La aldaba
Carlos Navarro Antolín
¡Anda, jaleo, jaleo!
Alto y claro
SEVILLA es la ciudad de las oportunidades perdidas. Lo es desde hace más de dos siglos y no hay ningún síntoma de que vaya a dejar de ser así. Todo lo contrario. Es también la ciudad de la indolencia y la desidia, de los silencios que casi nunca son muestra de inteligencia, sino simplemente de falta de coraje. Ambas características han encontrado un retrato fiel en lo ocurrido con el futuro del Metro. Sevilla se va a quedar sin una red que dé servicio a un área metropolitana que sobrepasa el millón y medio de habitantes por una decisión puramente política que contradice la lógica y que deja atrás las prioridades de servicio a los ciudadanos que deben tener las administraciones. En medio de la indiferencia de los más, veremos cómo durante los próximos años, cuando el tema salga a colación en los medios de comunicación -que será cada vez menos, como cada vez salen menos el dragado del río o tantísimos proyectos que nunca verán la luz-, habrá el consabido intercambio de acusaciones entre Junta de Andalucía, Gobierno central y Ayuntamiento que irán en una u otra dirección dependiendo del color político que en cada memento haya en San Telmo, en la Moncloa o en la Plaza Nueva. Es lo de siempre y nadie se sorprenderá por ello. Pero lo cierto es que con la colaboración de todos se ha privado a Sevilla de un medio de transporte urbano imprescindible si aspira a competir en la liga de las grandes ciudades, de las que cada vez nos alejamos más.

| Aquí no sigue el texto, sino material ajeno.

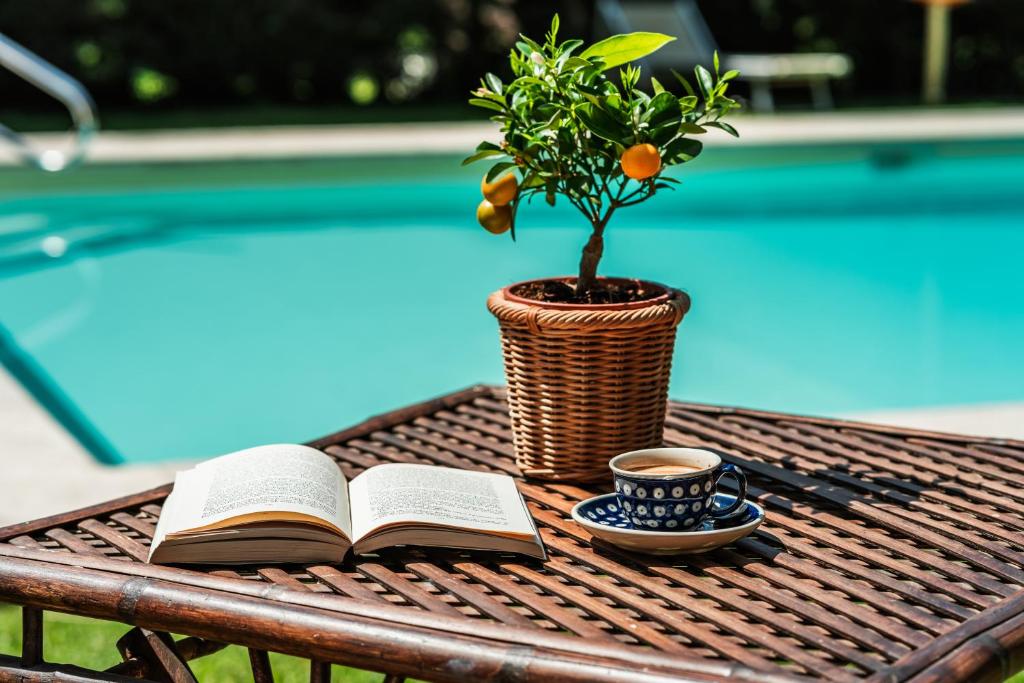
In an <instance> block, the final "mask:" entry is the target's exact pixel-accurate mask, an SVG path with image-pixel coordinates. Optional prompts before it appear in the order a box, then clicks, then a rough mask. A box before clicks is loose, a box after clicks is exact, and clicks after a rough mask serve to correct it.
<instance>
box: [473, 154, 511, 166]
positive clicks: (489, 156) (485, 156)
mask: <svg viewBox="0 0 1024 683" xmlns="http://www.w3.org/2000/svg"><path fill="white" fill-rule="evenodd" d="M504 156H506V155H505V153H504V152H502V151H501V150H483V151H482V152H477V153H476V154H475V155H470V156H469V157H466V158H465V159H463V160H462V165H463V166H465V165H466V164H472V163H473V162H475V161H480V160H481V159H486V158H487V157H504Z"/></svg>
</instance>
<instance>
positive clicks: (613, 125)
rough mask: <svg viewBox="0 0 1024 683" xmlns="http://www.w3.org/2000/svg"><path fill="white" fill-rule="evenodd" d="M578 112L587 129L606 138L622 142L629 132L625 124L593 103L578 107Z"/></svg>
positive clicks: (584, 125) (593, 132) (583, 124)
mask: <svg viewBox="0 0 1024 683" xmlns="http://www.w3.org/2000/svg"><path fill="white" fill-rule="evenodd" d="M577 114H578V115H579V116H580V120H581V121H583V125H584V126H586V127H587V130H589V131H590V132H592V133H594V134H595V135H597V136H598V137H603V138H604V139H606V140H610V141H612V142H622V139H623V138H624V137H626V135H627V134H628V133H629V131H628V129H627V128H626V127H625V126H623V125H622V124H620V123H618V122H617V121H615V120H614V119H613V118H611V116H609V115H608V114H607V113H606V112H604V111H603V110H600V109H598V108H596V106H594V105H593V104H590V103H587V104H584V105H583V106H580V108H579V109H577Z"/></svg>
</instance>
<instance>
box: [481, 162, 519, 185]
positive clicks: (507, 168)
mask: <svg viewBox="0 0 1024 683" xmlns="http://www.w3.org/2000/svg"><path fill="white" fill-rule="evenodd" d="M510 168H515V164H514V163H512V162H510V161H500V162H498V163H497V164H495V165H494V166H492V167H490V168H489V169H487V175H486V178H487V182H490V181H492V180H494V179H495V178H497V177H498V176H499V174H501V173H502V172H503V171H506V170H508V169H510Z"/></svg>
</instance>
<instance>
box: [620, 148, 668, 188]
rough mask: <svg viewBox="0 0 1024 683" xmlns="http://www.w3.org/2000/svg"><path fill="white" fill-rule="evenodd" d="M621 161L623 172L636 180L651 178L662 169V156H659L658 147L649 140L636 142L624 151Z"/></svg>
mask: <svg viewBox="0 0 1024 683" xmlns="http://www.w3.org/2000/svg"><path fill="white" fill-rule="evenodd" d="M620 161H621V163H622V165H623V173H625V174H626V175H628V176H630V177H631V178H633V179H634V180H643V179H644V178H649V177H650V176H652V175H656V174H657V172H658V171H660V170H662V158H660V157H658V156H657V147H655V146H654V145H653V144H650V143H647V142H645V143H643V144H634V145H633V146H632V147H630V148H629V150H627V151H626V152H624V153H623V158H622V159H621V160H620Z"/></svg>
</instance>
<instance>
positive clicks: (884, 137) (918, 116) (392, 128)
mask: <svg viewBox="0 0 1024 683" xmlns="http://www.w3.org/2000/svg"><path fill="white" fill-rule="evenodd" d="M736 127H737V128H740V129H741V132H742V135H741V137H740V138H739V139H734V138H732V137H729V136H728V135H726V134H725V133H718V132H712V133H710V134H708V135H705V136H702V138H701V139H702V140H703V141H705V143H706V144H709V145H716V144H729V145H731V146H735V145H763V144H772V145H775V144H814V143H824V142H828V143H837V142H849V143H854V142H873V143H879V142H886V141H896V140H902V141H915V140H922V141H923V140H956V139H999V138H1010V137H1018V138H1019V137H1024V108H1015V106H1007V108H1000V109H939V110H927V109H913V110H895V111H893V110H889V111H879V112H833V113H814V114H775V115H748V116H741V117H740V118H739V120H738V121H737V122H736ZM496 130H497V129H496V128H495V125H494V124H492V123H489V122H481V123H472V122H431V123H402V124H357V125H346V126H274V127H264V128H212V129H188V130H171V131H132V132H126V131H100V132H99V133H98V134H97V136H96V138H95V139H94V141H93V143H92V146H91V148H90V151H89V155H88V158H87V159H88V162H89V163H94V164H115V163H133V162H134V163H141V162H147V163H148V162H183V161H214V160H217V161H227V160H243V159H299V158H316V157H345V156H381V155H395V156H400V155H409V154H464V153H467V151H470V150H472V148H473V147H475V146H476V144H477V143H478V142H479V141H480V140H481V139H484V138H487V137H494V136H495V133H496ZM29 137H30V138H32V139H33V140H34V141H35V142H36V143H37V144H39V145H40V146H41V147H57V148H60V147H62V146H65V145H67V144H68V141H69V140H68V136H67V135H61V134H52V133H45V134H37V135H31V136H29ZM16 163H18V161H17V158H16V157H15V156H14V155H13V154H12V153H11V152H10V150H9V148H7V147H5V146H4V147H0V165H12V164H16Z"/></svg>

Sevilla ha perdido esta oportunidad por una decisión política del Gobierno andaluz, que ha desviado recurso para responder a las exigencias de otras capitales para no ser acusada de centralismo sevillano. No hay que buscar muchas más razones, porque no las hay. La Junta era la responsable de impulsar el proyecto y Madrid sólo de cofinanciarlo. Al Ministerio de Fomento, en una época de fuerte restricciones presupuestarias, le vino como anillo al dedo la actitud de la Junta; había poco dinero y muchas necesidades que atender en territorios más amigos del PP. Pero el disparate de que Sevilla se quede sin una red de Metro ha contado con un cooperador necesario: el Ayuntamiento de la capital, que se supone que es el primer encargado de defender los intereses de los sevillanos. Ni Juan Ignacio Zoido, en su momento, ni mucho menos Juan Espadas, ahora, han estado a la altura de una cuestión que para Sevilla debería ser estratégica y que sus alcaldes deberían haber tomado como una de las prioridades de sus mandatos. La actitud de Espadas, negando con la boca chica lo que él sabe que es una realidad y dando rodeos para no admitirlo, ha rozado en las últimas semanas lo grotesco. No están los tiempos como para importunar al Gobierno andaluz en un periodo político tan inestable y con todas las incógnitas abiertas.
Pero Zoido y Espadas sabían que tampoco en este tema corrían grandes riesgos. La indolente ciudad, sumida en su siesta permanente, no se iba a levantar para pasar al cobro la factura. Esas cosas aquí salen gratis. Sevilla está acostumbrada a perder partida tras partida desde el siglo XVIII y desde entonces lleva lamiendo heridas mientras mira para otro sitio. No toda la culpa la tienen las administraciones. Somos los sevillanos lo que hemos conformado la ciudad que hoy tenemos, la que pierde posiciones dentro de Andalucía con respecto a Málaga y la que ya casi no ve la matrícula a Valencia o Bilbao. La misma que ha renunciado a competir como sede de grandes empresas o a convertirse en un referente universitario o investigador. La que ha puesto todos los huevos de su desarrollo en una cesta tan frágil como es la del turismo masivo y barato. El Metro es una pérdida para nuestro futuro como ciudad pero es también un símbolo de nuestras limitaciones y, por qué no decirlo, de nuestras miserias.